La vieille dame entendit des bruits de klaxon répétés. Elle écarta les rideaux de la fenêtre d'en avant et vit le chauf­feur d'un camion d'ordures qui lui faisait signe de venir. Quand elle franchit le mur des passants qui s'étaient at­troupés, elle faillit perdre connaissance : Cookie gisait sous le camion. Sa petite tête avait été écrasée par la roue arrière du camion. « Vous avez tué mon Cookie » s'écria la femme qui, en pleurant, se pencha pour ramasser le petit être sanguinolent. Elle tenait le cadavre du caniche contre elle, pleurait et criait aux badauds : « ils m'ont tué mon kiki c'était toute ma vie, mon pauvre pitou ». La scène était d'une tristesse à arracher le coeur. Heureuse­ment des policiers qui passaient par là réussirent à enlever l'animal mort à la vieille. Ils placèrent la petite dépouille dans le coffre arrière de leur voiture et dissipèrent la foule. Le chauf­feur, ému tenta de se faire pardonner en disant que le petit chien s'était littéralement jeté sous ses roues mais la vieille, sous le choc, ne cessa de l'accuser d'avoir assas­siné son petit. Décontenancé, l'homme parti terminer son travail. La dame ravagée s'assit sur le bord du trottoir et pleura amèrement seule devant la tache rouge laissée par son unique ami.


Le réveil

Cookie se réveilla doucement. Il avait retrouvé sa tête mais il n'arrivait pas à focaliser le décor. Il avait très peur de n'être pas mort. Heureusement, après un instant il commença à percevoir le monde laiteux qui l'entourait. « Vous vous êtes finalement décidé à faire le grand saut ? » lui dit une voix haut perchée. Il se tourna et vit un gros chat allongé sur un sofa devant un grand bureau. Devant le silence du chien ébahi, le grand chat rayé brun gris et noir dit en tournant les pages d'un gros livre et de cahiers: « Ressaisissez-vous mon ami, c'est un grand jour pour vous, dès ce soir vous allez ouvrir le bal. Vous allez pouvoir retourner là-bas en autre chose. »


Après l'horreur

Cookie retrouva ses moyens. Il comprit qu'il avait réussi et que, oui, il y avait bien quelque chose de spécial après l'horreur d'une roue de camion qui vous broie. La preuve, il parlait : « retour­ner là-bas en autre chose ? » Le grand chat s'étira sur son divan découvrant ses poils de ventre ambrés et dit, comme s'il énonçait un règlement: « les animaux se réincarneront en ce qu'ils voudront jusqu'à ce qu'ils déci­dent, de leur plein gré, de choisir un être en voie d'extinc­tion. Après, c'est vraiment la fin. À tous les soirs, il y a un grand bal où vous choisirez votre destin. Pour votre première réincar­nation, vous aurez l'honneur d'ouvrir le bal ».

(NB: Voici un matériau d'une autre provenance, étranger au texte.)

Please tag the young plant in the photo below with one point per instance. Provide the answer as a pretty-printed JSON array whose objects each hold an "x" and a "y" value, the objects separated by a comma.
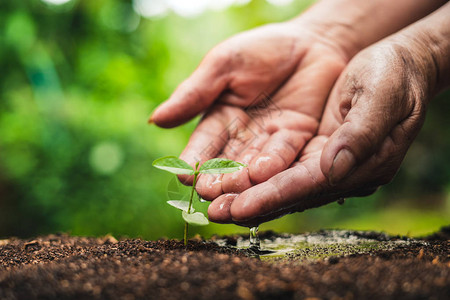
[{"x": 178, "y": 166}]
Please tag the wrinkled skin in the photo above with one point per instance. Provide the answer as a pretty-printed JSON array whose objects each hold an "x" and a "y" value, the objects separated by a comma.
[
  {"x": 295, "y": 67},
  {"x": 374, "y": 112},
  {"x": 321, "y": 139}
]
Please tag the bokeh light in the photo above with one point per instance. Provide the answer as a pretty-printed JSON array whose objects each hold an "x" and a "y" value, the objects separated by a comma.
[{"x": 79, "y": 80}]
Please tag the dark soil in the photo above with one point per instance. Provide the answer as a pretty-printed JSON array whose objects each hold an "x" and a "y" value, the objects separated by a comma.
[{"x": 65, "y": 267}]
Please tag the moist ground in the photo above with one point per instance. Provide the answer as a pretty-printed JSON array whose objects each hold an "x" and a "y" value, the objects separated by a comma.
[{"x": 65, "y": 267}]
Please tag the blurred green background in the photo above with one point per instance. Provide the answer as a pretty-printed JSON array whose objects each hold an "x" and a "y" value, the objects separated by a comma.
[{"x": 78, "y": 82}]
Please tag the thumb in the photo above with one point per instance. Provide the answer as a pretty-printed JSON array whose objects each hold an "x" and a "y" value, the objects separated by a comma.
[
  {"x": 195, "y": 94},
  {"x": 368, "y": 119}
]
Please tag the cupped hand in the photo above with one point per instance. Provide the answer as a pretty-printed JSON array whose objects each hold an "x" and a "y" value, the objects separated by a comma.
[
  {"x": 263, "y": 93},
  {"x": 373, "y": 114}
]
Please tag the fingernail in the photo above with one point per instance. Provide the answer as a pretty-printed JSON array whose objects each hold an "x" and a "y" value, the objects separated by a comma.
[{"x": 343, "y": 164}]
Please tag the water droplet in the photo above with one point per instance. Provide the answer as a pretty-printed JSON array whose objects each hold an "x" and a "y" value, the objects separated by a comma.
[{"x": 255, "y": 243}]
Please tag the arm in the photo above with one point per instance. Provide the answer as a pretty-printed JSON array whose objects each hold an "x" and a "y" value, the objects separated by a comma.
[
  {"x": 373, "y": 114},
  {"x": 358, "y": 24}
]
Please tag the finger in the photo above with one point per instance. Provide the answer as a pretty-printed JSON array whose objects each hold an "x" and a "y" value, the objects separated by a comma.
[
  {"x": 277, "y": 154},
  {"x": 196, "y": 93},
  {"x": 239, "y": 181},
  {"x": 369, "y": 115},
  {"x": 299, "y": 186}
]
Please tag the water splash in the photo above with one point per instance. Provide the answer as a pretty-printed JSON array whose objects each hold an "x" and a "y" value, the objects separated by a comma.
[{"x": 255, "y": 243}]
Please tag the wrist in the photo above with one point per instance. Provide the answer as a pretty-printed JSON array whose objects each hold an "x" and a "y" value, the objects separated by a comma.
[
  {"x": 429, "y": 42},
  {"x": 352, "y": 25}
]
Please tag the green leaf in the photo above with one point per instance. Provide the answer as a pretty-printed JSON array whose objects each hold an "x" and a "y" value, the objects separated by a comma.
[
  {"x": 182, "y": 205},
  {"x": 220, "y": 166},
  {"x": 196, "y": 218},
  {"x": 173, "y": 165}
]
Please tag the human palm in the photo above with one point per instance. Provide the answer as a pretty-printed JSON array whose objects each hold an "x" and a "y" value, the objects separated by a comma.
[{"x": 263, "y": 93}]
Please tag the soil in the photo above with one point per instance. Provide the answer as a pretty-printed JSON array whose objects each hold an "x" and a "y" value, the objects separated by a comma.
[{"x": 67, "y": 267}]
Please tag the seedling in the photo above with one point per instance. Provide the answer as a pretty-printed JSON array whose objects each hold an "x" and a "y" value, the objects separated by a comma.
[{"x": 178, "y": 166}]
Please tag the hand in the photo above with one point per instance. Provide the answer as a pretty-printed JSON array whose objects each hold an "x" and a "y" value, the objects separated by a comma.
[
  {"x": 295, "y": 65},
  {"x": 373, "y": 114}
]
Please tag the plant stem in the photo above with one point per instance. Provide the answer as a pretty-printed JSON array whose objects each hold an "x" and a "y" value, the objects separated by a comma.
[{"x": 186, "y": 225}]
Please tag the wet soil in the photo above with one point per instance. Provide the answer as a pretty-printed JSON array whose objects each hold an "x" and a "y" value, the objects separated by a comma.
[{"x": 66, "y": 267}]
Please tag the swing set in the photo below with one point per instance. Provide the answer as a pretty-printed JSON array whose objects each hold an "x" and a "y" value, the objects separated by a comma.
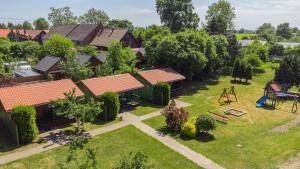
[{"x": 227, "y": 96}]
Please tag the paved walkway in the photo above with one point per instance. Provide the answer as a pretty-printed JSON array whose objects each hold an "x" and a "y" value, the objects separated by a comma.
[{"x": 128, "y": 119}]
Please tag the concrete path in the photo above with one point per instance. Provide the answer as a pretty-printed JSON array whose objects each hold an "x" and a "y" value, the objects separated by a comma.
[
  {"x": 128, "y": 119},
  {"x": 51, "y": 144},
  {"x": 176, "y": 146}
]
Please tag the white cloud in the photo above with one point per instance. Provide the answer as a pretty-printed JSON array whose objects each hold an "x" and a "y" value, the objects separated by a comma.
[{"x": 254, "y": 13}]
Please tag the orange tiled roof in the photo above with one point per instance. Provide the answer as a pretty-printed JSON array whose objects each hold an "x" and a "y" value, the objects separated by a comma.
[
  {"x": 157, "y": 75},
  {"x": 36, "y": 94},
  {"x": 4, "y": 32},
  {"x": 276, "y": 87},
  {"x": 117, "y": 83}
]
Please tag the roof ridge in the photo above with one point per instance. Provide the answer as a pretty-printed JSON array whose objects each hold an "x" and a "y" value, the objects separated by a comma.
[
  {"x": 31, "y": 84},
  {"x": 72, "y": 30},
  {"x": 156, "y": 69},
  {"x": 107, "y": 76}
]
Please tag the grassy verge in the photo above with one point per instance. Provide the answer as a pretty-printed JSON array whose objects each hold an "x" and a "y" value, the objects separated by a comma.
[
  {"x": 246, "y": 141},
  {"x": 145, "y": 108},
  {"x": 111, "y": 147},
  {"x": 6, "y": 147}
]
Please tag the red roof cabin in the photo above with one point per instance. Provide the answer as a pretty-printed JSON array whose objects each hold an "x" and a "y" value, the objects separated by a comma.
[
  {"x": 151, "y": 77},
  {"x": 38, "y": 95},
  {"x": 125, "y": 85}
]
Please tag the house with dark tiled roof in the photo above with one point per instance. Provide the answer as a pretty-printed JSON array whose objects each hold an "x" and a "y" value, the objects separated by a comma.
[
  {"x": 49, "y": 65},
  {"x": 80, "y": 34},
  {"x": 25, "y": 34},
  {"x": 38, "y": 95},
  {"x": 151, "y": 77},
  {"x": 102, "y": 57},
  {"x": 107, "y": 35},
  {"x": 94, "y": 34},
  {"x": 92, "y": 61}
]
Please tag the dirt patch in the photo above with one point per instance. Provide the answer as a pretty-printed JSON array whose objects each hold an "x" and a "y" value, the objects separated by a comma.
[
  {"x": 285, "y": 128},
  {"x": 293, "y": 164}
]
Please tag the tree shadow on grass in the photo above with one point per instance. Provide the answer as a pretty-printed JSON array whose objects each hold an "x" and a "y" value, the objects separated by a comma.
[
  {"x": 239, "y": 82},
  {"x": 192, "y": 87},
  {"x": 205, "y": 137},
  {"x": 166, "y": 131},
  {"x": 201, "y": 137},
  {"x": 258, "y": 71}
]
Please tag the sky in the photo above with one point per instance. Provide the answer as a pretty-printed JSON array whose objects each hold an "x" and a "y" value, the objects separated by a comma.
[{"x": 250, "y": 14}]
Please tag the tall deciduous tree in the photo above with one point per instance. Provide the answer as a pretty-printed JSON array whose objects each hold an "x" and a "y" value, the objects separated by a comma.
[
  {"x": 185, "y": 51},
  {"x": 221, "y": 44},
  {"x": 284, "y": 30},
  {"x": 219, "y": 18},
  {"x": 28, "y": 50},
  {"x": 94, "y": 16},
  {"x": 27, "y": 25},
  {"x": 154, "y": 30},
  {"x": 248, "y": 73},
  {"x": 76, "y": 107},
  {"x": 236, "y": 68},
  {"x": 177, "y": 15},
  {"x": 3, "y": 26},
  {"x": 234, "y": 48},
  {"x": 289, "y": 70},
  {"x": 120, "y": 23},
  {"x": 266, "y": 31},
  {"x": 61, "y": 16},
  {"x": 41, "y": 24}
]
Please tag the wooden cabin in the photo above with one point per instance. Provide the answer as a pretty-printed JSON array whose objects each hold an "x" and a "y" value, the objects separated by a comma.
[
  {"x": 124, "y": 84},
  {"x": 38, "y": 95},
  {"x": 151, "y": 77}
]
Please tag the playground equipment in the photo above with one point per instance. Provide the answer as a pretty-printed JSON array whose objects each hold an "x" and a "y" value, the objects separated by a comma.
[
  {"x": 218, "y": 117},
  {"x": 234, "y": 112},
  {"x": 261, "y": 101},
  {"x": 275, "y": 91},
  {"x": 226, "y": 95}
]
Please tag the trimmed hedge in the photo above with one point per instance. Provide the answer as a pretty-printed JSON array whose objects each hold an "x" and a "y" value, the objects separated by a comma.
[
  {"x": 161, "y": 93},
  {"x": 189, "y": 128},
  {"x": 111, "y": 105},
  {"x": 25, "y": 119}
]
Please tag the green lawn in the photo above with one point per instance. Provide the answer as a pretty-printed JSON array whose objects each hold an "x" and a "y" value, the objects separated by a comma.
[
  {"x": 246, "y": 141},
  {"x": 145, "y": 108},
  {"x": 111, "y": 147},
  {"x": 240, "y": 36},
  {"x": 6, "y": 147}
]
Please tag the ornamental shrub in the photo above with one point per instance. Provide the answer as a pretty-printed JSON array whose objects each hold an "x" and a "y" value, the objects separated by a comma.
[
  {"x": 25, "y": 119},
  {"x": 161, "y": 93},
  {"x": 111, "y": 105},
  {"x": 189, "y": 129},
  {"x": 175, "y": 117},
  {"x": 205, "y": 123}
]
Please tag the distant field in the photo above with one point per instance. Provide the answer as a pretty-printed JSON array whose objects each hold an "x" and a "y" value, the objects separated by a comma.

Le caniche était fou de joie. Il se tenait debout sur ses pattes arrière et applaudissait. « Et en autre chose je vivrai aussi long­temps ? ».

« Cela dépend de vous cher ami », dit le félin.

Cookie fut conduit dehors par un alligator distingué et un kan­gourou d'allure joviale. Il appréciait grandement de flotter au-dessus du sol en se déplaçant juste en pensant vers où il voulait aller. Il jasa avec l'alligator qui lui expliqua que lui-même avait eu 63 vies et que, de guerre lasse, il avait décidé d'oeu­vrer ici au « bal des vies ». Le kangourou aussi, après seulement 12 vies, donnait de l'éter­nel pour la bonne marche du bal. Il expliqua à Cookie qu'il devait se choisir une vie et que le bal la lui donnerait.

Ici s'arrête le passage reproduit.